“Why,” said Uncle Benson softly, “'twas a shock she had, 'twas a tough time, and you weren't a man, Tom, to see what to do.”

“No good at all,” said my father, shaking his head.

Again they fell to looking at each other, and there seemed to be no ending of my impatience.

“Oh,” said Uncle Benson at last, “but we're not putting it to you, Ben.”

“Aye,” said my father, “we're going to put it to you.”

And my uncle went on.

“Eighteen months it was, and right you are. A moaning, trembling, walking the floor like one as has a bad dream and no let up. Wrong, wrong in her head, and by times very wild, Ben, and suffering terrible with fancies; by times not knowing anyone, and always it was some one going down with the seas clapping over him. She said the sea was hungry and cruel, Ben, having her fancies, poor woman. She used to tell a-whispering, how she could hear the big seas mad and raging all about her, and at other times little waves on the beach, like a beast sipping and licking its lips. Fancies she had very odd. And when you were born it came back again, but only for a few weeks. And other whiles it has been as we see now, quite right. But she would so shrink and tremble at any speaking of the sea that we quit saying anything, as you know well, and I hope and trust she has had no pain from that, nor looked upon salt water, these twenty years.

“So now it's put to you, Ben, for you want to go out with me, and I'm thinking for the matter of the war she'd be no more than other women perhaps, but for the rest it's different. And now we've put it to you, we'll ask what you think.” I was fumbling with my jacket, struggling not to see how the case stood, which nevertheless seemed clear enough, and my eyes were hot with thinking of things greater and stranger than I had known before. “I think as you do,” I said at last, as stiff and steady as I could make out.

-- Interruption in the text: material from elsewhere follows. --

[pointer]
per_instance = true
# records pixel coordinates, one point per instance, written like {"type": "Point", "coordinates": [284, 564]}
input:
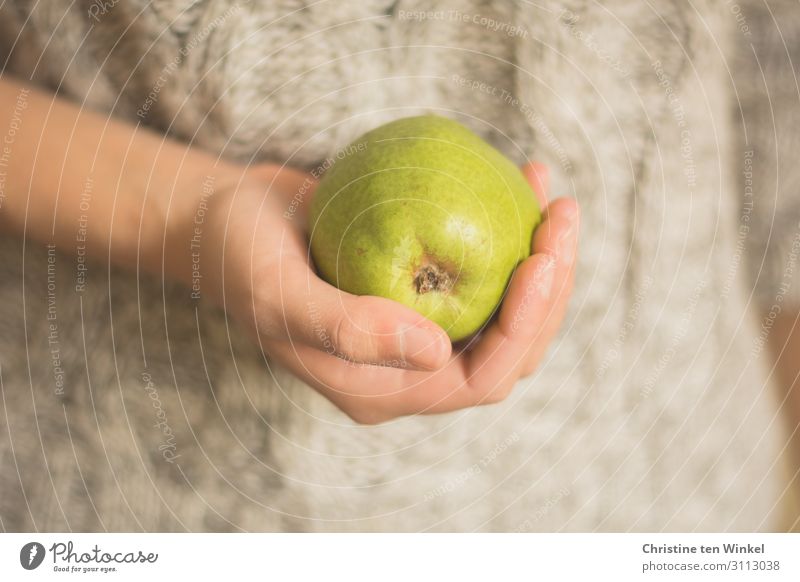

“Aye,” said he, “and that's all right. But I'll tell you what I think. We've been saying, he and I, it might come all right in time, and if a Ben Benson Cree must be a landsman after all he should have the credit of seeing the thing for himself, and what was reasonable and right. That's how we put it. But now it's been many years, and a man can't tell but things may be quiet, and she might make no trouble at all. A man can't tell, now, can he?”

“Why, no,” my father burst in nervously. “How can he? We put it to you, how can he?”